Suddenly those words had new meaning. Here in front of me I held a memory keepers dream! The trekking passes (there was one for each of us – my brother’s photo shows him looking slightly less than impressed), plus letters from the booking agents, airline tickets, hotel receipts, official looking letters from the local government, and more! The scrapbooker in me is absolutely screaming to be let at them! LOL! And yet I thought that without the words of my Dad’s, these papers would be close to useless. Interesting for sure, but without much to fill in the gaps.
That’s why the words are so important! They fill out the details that all the ticket stubs and photos can’t. (I haven’t talked about photos today for a very good reason. They are in a separate location – i.e. my dining room! My Dad was also an avid photographer so we have boxes and boxes of slides and prints to sort through. Again, at a later date! Once we put them all together, the words, documents and photos, this will be one amazing story!)
I also found it extremely interested that it was my Dad who had written down the words, but my Mum who had kept the memorabilia. Team work at its best!
It made me take a step even further back and look at my own documentation. I’ve got a lot of photos, quite a few ticket stubs and wrist bands etc, but what I am lacking is the written component. Yes, I’m still able to go back and add notes. To quiz my husband on things as his memory is WAY better than mine – especially when it come to trivia!
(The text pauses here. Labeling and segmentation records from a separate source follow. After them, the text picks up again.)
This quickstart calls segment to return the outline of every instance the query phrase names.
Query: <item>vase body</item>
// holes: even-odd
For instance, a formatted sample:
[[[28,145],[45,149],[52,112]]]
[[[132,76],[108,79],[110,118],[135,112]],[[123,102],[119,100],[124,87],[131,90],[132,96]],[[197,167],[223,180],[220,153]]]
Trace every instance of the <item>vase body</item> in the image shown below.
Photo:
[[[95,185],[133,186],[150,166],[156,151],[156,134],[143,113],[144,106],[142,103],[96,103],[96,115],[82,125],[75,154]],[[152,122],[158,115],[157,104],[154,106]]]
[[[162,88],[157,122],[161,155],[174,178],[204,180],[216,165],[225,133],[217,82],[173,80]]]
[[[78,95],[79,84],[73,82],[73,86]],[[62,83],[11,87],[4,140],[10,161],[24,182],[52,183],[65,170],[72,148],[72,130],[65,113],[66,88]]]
But what if the unthinkable happened to me? Or him? Who would know the back story to the goofy photos of Paige or why there are so many photos of Marley under a blanket?
I need to do better at writing it down!
None of us are going to be around forever, and all of us have an important story to tell. A story only we can tell! A story that needs to be told in our own words so that future generations can get to know us a little and maybe find answers to why they also like to read gruesome murder mysteries or can’t stand mushrooms. You know, those mundane things that none of us feel is important enough to write down!
I know that today our written record is often already on social media platforms for the world to see. But maybe we need to keep a copy a little closer to home too? I know I will make an extra effort to write the stories down as soon as they happen. How about you?
Something to think about this week, no?